Langsam nahm sie ihre Umwelt wieder war und registrierte, dass ihre Kollegen angekommen waren.
Am Abend saß sie vor ihrem Telefon und tippte diese Nummer. Sie hörte das Freizeichen.
„Pronto“ hörte sie am anderen Ende der Leitung. Sie konnte kein Wort sagen, ihre Zunge war schwer und ihr Hals war trocken. „Hallo?“ hörte sie erneut.

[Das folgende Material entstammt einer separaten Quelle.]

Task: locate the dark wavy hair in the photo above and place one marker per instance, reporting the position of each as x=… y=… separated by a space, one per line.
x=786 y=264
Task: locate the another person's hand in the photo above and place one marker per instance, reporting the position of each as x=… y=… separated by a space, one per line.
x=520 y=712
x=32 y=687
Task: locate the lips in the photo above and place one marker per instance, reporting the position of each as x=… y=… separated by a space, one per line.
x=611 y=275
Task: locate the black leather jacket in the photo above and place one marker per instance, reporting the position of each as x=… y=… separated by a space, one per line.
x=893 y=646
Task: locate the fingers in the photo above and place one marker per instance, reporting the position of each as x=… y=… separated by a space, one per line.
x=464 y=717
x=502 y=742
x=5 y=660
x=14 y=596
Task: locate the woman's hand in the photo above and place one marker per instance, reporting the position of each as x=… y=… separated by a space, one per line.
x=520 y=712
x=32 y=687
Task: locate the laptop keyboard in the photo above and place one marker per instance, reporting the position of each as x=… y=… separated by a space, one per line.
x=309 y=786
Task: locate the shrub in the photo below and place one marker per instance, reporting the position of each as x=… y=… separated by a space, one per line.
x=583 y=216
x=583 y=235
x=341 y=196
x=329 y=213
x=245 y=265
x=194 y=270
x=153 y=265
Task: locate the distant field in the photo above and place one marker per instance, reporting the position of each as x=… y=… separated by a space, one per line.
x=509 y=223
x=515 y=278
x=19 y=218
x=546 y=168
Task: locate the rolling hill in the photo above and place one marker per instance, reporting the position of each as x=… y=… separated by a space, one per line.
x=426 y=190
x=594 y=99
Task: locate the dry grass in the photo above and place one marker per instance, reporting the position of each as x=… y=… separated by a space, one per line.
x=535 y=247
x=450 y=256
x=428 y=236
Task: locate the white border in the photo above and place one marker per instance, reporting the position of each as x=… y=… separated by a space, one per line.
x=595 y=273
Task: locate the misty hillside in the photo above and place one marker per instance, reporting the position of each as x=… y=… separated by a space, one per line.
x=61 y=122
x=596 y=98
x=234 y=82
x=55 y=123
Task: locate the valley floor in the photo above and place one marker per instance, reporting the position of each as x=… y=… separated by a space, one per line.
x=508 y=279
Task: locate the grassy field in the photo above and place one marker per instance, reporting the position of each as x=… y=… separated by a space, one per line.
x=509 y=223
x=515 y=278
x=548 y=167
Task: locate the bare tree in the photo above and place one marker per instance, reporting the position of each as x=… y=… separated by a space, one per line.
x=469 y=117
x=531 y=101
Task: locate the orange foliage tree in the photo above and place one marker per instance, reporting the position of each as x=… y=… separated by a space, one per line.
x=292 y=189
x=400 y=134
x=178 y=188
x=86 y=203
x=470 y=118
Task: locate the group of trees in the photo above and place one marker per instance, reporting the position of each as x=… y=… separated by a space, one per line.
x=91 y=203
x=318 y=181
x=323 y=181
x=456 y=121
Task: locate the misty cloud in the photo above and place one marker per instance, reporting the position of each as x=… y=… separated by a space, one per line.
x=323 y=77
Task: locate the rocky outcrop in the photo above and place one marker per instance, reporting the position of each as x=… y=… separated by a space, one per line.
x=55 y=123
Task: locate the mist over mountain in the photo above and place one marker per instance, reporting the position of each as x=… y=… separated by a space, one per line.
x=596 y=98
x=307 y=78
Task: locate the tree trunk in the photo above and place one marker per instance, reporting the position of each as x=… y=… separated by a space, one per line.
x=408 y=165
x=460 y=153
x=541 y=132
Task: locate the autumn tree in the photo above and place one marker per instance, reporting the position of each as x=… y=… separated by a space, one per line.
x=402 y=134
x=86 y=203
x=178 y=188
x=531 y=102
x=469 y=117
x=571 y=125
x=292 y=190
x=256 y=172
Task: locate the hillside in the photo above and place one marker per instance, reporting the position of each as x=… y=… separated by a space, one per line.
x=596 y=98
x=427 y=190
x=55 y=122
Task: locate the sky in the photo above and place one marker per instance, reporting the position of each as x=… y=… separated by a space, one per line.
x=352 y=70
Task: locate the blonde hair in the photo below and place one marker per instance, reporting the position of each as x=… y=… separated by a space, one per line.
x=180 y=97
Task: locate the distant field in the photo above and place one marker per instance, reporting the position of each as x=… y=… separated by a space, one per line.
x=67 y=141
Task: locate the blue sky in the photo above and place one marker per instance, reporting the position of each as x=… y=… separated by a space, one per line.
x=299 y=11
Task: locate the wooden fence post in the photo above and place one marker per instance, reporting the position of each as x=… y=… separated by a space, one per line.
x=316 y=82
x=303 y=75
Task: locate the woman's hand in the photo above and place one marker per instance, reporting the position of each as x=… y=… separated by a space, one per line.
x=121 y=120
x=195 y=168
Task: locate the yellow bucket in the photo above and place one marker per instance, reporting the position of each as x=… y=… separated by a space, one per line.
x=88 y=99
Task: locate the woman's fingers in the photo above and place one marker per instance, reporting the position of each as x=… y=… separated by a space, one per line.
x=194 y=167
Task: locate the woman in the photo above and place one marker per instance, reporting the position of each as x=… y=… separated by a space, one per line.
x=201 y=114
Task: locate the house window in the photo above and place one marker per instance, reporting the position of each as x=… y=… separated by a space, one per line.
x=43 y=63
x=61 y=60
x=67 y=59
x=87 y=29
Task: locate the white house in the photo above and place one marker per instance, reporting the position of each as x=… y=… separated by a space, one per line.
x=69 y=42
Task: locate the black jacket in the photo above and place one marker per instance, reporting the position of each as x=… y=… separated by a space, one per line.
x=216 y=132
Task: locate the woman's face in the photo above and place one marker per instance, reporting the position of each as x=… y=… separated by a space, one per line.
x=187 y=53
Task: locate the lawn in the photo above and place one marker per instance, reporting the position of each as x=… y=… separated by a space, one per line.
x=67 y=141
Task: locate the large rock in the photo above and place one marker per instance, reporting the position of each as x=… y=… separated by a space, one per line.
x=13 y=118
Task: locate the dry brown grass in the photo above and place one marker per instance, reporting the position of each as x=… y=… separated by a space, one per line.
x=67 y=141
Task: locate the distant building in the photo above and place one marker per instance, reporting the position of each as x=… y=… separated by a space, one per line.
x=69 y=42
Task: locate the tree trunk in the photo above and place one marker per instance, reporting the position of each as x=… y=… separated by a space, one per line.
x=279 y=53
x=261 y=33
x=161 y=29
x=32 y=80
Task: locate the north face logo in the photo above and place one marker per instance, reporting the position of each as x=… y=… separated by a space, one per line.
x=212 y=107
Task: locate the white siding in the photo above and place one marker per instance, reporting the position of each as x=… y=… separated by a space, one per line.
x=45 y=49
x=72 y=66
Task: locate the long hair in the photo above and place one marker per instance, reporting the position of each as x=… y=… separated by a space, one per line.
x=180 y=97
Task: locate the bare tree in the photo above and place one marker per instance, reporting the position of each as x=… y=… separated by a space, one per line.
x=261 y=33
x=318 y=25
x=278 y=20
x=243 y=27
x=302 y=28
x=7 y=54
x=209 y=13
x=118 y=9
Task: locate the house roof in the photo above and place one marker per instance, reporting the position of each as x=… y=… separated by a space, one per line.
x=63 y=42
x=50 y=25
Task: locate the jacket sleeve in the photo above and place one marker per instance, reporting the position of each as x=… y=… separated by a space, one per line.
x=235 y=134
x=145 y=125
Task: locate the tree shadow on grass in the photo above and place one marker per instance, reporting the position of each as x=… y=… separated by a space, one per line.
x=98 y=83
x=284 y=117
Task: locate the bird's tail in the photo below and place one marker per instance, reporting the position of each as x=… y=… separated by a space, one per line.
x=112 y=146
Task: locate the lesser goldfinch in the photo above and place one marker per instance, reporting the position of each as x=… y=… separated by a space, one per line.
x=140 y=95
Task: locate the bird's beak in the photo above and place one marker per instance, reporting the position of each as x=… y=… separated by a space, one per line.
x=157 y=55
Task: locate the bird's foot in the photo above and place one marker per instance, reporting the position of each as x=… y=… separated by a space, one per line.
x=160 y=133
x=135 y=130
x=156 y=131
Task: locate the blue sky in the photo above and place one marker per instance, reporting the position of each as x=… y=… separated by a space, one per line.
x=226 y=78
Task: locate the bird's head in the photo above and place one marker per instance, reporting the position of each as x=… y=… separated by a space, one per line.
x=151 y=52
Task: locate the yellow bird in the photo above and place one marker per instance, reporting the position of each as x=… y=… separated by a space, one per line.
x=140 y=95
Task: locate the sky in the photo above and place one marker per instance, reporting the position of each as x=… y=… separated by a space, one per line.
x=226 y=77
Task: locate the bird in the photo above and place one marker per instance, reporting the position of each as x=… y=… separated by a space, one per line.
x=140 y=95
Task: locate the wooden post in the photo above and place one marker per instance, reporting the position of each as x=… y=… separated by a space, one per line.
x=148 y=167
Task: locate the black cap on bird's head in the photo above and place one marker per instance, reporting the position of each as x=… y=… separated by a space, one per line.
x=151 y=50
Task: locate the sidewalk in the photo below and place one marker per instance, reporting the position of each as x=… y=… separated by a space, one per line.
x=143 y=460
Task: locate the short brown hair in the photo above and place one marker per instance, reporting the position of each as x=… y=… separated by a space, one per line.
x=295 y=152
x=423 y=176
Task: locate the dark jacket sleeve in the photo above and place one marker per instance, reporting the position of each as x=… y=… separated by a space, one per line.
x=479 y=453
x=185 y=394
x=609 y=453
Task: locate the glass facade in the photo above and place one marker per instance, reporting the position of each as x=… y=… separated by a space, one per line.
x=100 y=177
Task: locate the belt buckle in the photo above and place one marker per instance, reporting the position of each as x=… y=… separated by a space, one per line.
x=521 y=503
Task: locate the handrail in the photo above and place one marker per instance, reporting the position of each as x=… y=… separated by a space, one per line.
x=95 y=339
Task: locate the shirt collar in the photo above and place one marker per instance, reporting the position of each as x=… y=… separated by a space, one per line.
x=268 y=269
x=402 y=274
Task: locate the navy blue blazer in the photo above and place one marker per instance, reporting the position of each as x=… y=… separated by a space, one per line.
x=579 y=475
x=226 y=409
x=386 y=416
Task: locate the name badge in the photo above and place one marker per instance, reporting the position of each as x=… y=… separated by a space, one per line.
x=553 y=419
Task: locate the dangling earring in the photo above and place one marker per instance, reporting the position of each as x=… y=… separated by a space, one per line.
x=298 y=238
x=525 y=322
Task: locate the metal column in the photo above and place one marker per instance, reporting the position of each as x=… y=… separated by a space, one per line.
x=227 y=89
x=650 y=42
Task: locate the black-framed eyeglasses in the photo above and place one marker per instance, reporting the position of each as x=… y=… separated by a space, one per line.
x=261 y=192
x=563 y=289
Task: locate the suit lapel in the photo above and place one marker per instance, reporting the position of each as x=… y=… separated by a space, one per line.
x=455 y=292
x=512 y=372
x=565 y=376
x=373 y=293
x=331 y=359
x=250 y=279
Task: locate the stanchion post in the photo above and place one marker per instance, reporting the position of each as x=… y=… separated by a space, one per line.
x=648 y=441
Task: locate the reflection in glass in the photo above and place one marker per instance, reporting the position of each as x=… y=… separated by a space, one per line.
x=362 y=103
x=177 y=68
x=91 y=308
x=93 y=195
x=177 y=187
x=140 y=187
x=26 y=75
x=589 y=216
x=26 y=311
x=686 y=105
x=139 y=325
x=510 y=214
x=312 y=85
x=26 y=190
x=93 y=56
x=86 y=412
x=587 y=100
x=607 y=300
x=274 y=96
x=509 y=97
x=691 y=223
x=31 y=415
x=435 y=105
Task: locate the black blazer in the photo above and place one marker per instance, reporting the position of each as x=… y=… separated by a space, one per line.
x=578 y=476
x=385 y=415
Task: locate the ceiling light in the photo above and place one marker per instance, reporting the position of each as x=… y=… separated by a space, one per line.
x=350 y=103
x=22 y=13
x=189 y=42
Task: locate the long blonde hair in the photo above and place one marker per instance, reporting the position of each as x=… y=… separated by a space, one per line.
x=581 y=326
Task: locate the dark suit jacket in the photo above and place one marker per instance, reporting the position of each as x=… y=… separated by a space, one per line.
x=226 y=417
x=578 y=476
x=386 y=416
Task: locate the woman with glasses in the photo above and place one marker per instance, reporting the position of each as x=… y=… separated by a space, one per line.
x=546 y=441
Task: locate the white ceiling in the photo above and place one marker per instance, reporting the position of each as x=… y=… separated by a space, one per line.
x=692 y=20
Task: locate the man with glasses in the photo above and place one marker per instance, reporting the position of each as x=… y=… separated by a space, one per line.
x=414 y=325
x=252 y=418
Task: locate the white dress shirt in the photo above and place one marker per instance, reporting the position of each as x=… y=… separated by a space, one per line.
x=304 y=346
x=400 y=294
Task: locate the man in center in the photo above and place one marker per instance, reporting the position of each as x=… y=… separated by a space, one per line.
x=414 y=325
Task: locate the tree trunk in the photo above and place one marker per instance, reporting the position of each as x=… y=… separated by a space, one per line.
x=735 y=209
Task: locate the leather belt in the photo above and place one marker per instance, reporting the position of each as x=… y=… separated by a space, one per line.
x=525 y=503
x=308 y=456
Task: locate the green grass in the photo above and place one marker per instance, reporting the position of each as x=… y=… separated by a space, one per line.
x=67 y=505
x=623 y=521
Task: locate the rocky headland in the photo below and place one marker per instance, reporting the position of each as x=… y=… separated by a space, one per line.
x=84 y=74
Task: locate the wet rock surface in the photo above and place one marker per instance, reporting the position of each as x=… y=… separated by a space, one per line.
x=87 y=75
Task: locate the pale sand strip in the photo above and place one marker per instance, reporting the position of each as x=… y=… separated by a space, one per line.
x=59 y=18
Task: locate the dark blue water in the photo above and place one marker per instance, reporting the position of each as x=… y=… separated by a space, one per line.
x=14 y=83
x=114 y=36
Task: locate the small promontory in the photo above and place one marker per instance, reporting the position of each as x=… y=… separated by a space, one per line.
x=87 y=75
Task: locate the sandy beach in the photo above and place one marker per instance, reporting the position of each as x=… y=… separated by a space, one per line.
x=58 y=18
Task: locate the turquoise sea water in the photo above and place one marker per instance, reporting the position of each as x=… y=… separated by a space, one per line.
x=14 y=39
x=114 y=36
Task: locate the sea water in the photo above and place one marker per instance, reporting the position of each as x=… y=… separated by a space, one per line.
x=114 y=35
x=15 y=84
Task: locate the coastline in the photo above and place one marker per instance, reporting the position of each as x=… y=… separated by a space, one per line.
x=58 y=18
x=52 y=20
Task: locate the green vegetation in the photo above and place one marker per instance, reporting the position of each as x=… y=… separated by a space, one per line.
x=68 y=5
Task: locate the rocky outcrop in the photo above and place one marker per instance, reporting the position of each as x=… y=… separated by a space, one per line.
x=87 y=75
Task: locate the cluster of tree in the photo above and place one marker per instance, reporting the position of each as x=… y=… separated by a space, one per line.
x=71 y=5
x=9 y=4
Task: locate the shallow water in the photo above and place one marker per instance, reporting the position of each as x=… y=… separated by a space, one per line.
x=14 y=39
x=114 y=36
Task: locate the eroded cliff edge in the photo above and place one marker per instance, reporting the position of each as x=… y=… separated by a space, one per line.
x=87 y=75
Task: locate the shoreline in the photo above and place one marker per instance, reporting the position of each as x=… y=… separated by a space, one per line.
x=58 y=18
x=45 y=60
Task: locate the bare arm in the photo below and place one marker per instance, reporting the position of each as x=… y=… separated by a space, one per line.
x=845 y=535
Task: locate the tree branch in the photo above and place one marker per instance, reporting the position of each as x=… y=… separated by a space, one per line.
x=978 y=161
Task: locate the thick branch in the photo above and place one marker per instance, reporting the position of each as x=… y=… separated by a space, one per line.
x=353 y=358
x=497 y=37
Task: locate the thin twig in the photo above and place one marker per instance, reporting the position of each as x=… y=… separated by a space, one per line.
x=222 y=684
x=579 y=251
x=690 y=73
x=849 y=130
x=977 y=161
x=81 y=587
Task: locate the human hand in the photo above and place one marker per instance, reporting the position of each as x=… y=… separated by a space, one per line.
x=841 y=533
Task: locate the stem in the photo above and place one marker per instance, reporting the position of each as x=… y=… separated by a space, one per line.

Das einzige was sie in diesem Augenblick sagen konnte war: „Tom?“
Es wurde still am anderen Ende der Leitung und sie hörte nur das ungleichmäßige Atmen eines alten Mannes.
Es raschelte, sie hörte schlürfende Schritte und eine greise Männerstimme die „Thomaso!“rief.
Es raschelte wieder und sie hörte erneut „Pronto“.
Sie fragte wieder „Tom?“
„Ja!“
„Ich bin’s, Betty“.
10 Minuten später schaute sie ungläubig in dunkle, faszinierende, von lustigen Fältchen umspielte Augen. Die dunklen Locken waren mittlerweile grau und seine mediterranen Gesichtszüge, markant und sehr männlich.
Und da war es wieder…
Das brennende Prickeln auf ihrer Haut, Jumbos die in Ihrem Magen Loopings flogen und sie wusste, sie war endlich zu Hause angekommen.